Браслетов жил на Большой Серпуховской улице близ площади. Мы прошли через ворота во двор. На втором этаже Браслетов отпер дверь своим ключом, и мы очутились в передней большой коммунальной квартиры. Длинный коридор уводил в глубокую мглу, слеповато освещенную маленькой лампочкой. Браслетов кинулся к двери своей комнаты. Она была заперта. Опрятная старушка, какие всегда, точно дежурные, состоят при общих квартирах, прилежно и с состраданием сообщила ему:
– Нету Сонечки, Коля, и не стучись и не входи. Ушла в метро. И Машеньку унесла. Отдохнет хоть немного под землей-то, отоспится. Там спокойней…
– В какое метро она пошла? – спросил Браслетов упавшим голосом; он, сразу обессилев, сел на табуретку возле вешалки. – А почему вы не пошли, тетя Клава? Ей будет плохо без вас…
– Не одна пошла – всей квартирой, – отозвалась тетя Клава из полутемной кухни: она появилась в передней с чайником в руках. – А Петра Филипповича на кого кину? Он об убежище и слышать не желает: мужская, видите ли, гордость в нем проснулась…
Услыхав свое имя, из боковой двери выскочил сухонький и тоже очень опрятный человечек в полотняной толстовке и в брюках в мелкую белую полоску, на ногах – парусиновые туфли, на тонком, чуть вздернутом носу – пенсне с четырехугольными стеклами. Все в нем говорило о былой благородной мужской красоте. Вскинув голову, он оглядел нас дерзко и вызывающе, затем спросил с веселой иронией, с насмешечкой:
– Что, молодые люди, проворонили державу?
– Почему вы так решили? – сказал Чертыханов хмуро.
– Где мне самому решать такие проблемы! – с наигранным испугом воскликнул он. – Немцы помогли решить. Бомбочками своими. Бомбочки чересчур громко взрываются и наводят на горькие размышления. Московскому жителю ничего не остается, как залепить окна жилищ полосками бумаги – крест-накрест. Точно осенили себя крестным знамением… Этим и спасаемся от налетов…

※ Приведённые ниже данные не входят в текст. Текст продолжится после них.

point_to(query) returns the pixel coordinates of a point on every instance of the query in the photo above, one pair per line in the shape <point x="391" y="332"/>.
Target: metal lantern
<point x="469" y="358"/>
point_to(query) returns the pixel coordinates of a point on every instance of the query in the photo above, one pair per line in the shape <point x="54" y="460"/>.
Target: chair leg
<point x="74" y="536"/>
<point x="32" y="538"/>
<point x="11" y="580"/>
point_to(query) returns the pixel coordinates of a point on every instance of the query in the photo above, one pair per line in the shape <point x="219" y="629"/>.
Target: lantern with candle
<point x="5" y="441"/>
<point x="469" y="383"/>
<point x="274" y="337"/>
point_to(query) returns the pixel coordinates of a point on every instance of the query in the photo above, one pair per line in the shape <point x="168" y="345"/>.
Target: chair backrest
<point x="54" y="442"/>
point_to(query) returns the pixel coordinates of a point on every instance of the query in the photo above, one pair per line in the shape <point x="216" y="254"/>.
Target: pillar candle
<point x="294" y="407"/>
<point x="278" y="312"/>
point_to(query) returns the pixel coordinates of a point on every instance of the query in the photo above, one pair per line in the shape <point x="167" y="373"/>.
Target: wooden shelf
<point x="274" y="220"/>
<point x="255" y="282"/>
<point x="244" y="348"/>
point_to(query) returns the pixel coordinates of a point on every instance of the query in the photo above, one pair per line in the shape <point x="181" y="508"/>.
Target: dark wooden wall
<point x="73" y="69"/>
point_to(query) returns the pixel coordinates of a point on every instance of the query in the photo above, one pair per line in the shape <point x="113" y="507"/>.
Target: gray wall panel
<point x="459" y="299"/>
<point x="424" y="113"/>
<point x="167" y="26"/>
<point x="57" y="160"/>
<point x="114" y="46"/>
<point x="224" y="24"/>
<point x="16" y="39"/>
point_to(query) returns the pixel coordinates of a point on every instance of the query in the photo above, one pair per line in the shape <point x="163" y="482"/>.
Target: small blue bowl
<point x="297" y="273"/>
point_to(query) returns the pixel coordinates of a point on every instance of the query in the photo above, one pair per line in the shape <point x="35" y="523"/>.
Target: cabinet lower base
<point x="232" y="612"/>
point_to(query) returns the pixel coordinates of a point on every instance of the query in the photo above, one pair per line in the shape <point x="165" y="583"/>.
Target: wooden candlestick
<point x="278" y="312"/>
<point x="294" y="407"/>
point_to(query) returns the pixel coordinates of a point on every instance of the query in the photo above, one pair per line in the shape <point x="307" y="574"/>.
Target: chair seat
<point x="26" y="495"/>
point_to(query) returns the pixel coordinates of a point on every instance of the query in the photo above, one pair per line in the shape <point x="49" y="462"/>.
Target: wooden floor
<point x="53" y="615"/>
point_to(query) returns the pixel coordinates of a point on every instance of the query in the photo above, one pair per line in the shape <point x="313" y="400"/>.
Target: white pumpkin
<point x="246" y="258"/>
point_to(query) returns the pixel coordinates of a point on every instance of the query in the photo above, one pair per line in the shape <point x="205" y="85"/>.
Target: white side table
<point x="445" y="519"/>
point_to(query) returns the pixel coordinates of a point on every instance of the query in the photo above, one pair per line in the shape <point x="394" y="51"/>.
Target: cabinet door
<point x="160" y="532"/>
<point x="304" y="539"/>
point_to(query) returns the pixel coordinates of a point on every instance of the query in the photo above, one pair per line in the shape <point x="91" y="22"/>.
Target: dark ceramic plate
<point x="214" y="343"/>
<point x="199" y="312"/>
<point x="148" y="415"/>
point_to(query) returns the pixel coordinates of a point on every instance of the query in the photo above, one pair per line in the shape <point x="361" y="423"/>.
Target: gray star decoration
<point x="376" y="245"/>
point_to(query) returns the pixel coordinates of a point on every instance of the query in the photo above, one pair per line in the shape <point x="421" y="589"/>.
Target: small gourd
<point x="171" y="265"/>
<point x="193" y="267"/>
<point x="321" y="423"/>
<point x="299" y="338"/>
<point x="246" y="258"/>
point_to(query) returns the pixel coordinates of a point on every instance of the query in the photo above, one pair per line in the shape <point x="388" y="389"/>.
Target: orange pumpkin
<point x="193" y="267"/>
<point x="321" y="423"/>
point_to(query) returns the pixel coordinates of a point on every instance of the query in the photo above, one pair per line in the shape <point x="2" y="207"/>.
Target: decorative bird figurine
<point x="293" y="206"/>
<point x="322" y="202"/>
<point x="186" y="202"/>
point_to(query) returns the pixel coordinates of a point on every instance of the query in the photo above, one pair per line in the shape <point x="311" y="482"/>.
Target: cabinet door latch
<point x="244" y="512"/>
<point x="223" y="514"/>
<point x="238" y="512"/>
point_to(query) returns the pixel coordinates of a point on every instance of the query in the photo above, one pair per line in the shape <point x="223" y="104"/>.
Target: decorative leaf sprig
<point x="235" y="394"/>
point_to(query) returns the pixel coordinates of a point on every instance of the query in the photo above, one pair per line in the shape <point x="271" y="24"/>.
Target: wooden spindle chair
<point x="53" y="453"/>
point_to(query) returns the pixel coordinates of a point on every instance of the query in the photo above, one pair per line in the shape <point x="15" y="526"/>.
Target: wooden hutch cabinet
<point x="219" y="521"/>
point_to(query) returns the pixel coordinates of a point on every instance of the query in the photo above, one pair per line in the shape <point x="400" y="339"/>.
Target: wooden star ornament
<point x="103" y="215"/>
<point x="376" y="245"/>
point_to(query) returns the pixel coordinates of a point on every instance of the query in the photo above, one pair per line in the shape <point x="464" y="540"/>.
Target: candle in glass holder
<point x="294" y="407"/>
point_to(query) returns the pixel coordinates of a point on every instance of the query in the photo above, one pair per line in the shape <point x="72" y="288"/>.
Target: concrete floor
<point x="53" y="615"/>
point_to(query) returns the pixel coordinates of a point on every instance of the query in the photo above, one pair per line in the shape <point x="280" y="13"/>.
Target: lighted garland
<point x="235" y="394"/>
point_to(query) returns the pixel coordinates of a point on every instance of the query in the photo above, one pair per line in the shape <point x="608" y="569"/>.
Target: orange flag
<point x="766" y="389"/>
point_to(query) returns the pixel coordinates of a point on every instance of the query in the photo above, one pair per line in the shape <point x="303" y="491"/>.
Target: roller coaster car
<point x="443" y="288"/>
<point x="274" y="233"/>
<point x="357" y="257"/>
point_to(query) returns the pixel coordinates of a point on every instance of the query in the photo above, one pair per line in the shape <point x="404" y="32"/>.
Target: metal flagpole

Я с интересом слушал высказывания Петра Филипповича, за которыми скрывались и горечь и тоска: ему тяжко было сидеть в четырех стенах одному, ему хотелось говорить, обвинять, жаловаться.
Петр Филиппович, закинув бледные руки – обтянутые кожицей костяшки – за поясницу, склонился над сидящим с поникшей головой Браслетовым.
– Вам сказали, Николай Николаевич, где ваша Сонечка: под землю отдыхать пошла. Это, милый мой, не парадокс, а факт. Поразительно! Советского человека – и под землю. Как пещерного предка – в пещеру!
Чертыханов сорвал с плеча автомат.
– Товарищ капитан, я не могу больше слушать его! – прохрипел он, задыхаясь. – Это же закругленный контрик, вражеский агент!
– Нет, товарищ боец, ошиблись. – Петр Филиппович тоненько засмеялся, мотая головой, блестя стеклами пенсне. – Я не контрик и не агент. Я старый московский обыватель, который любит порассуждать. Мы много самообольщались. И я, поверьте, самообольщался. Но немцы одним июньским утром хмель из головы вышибли, я протрезвел, как, впрочем, протрезвели и вы, молодые люди.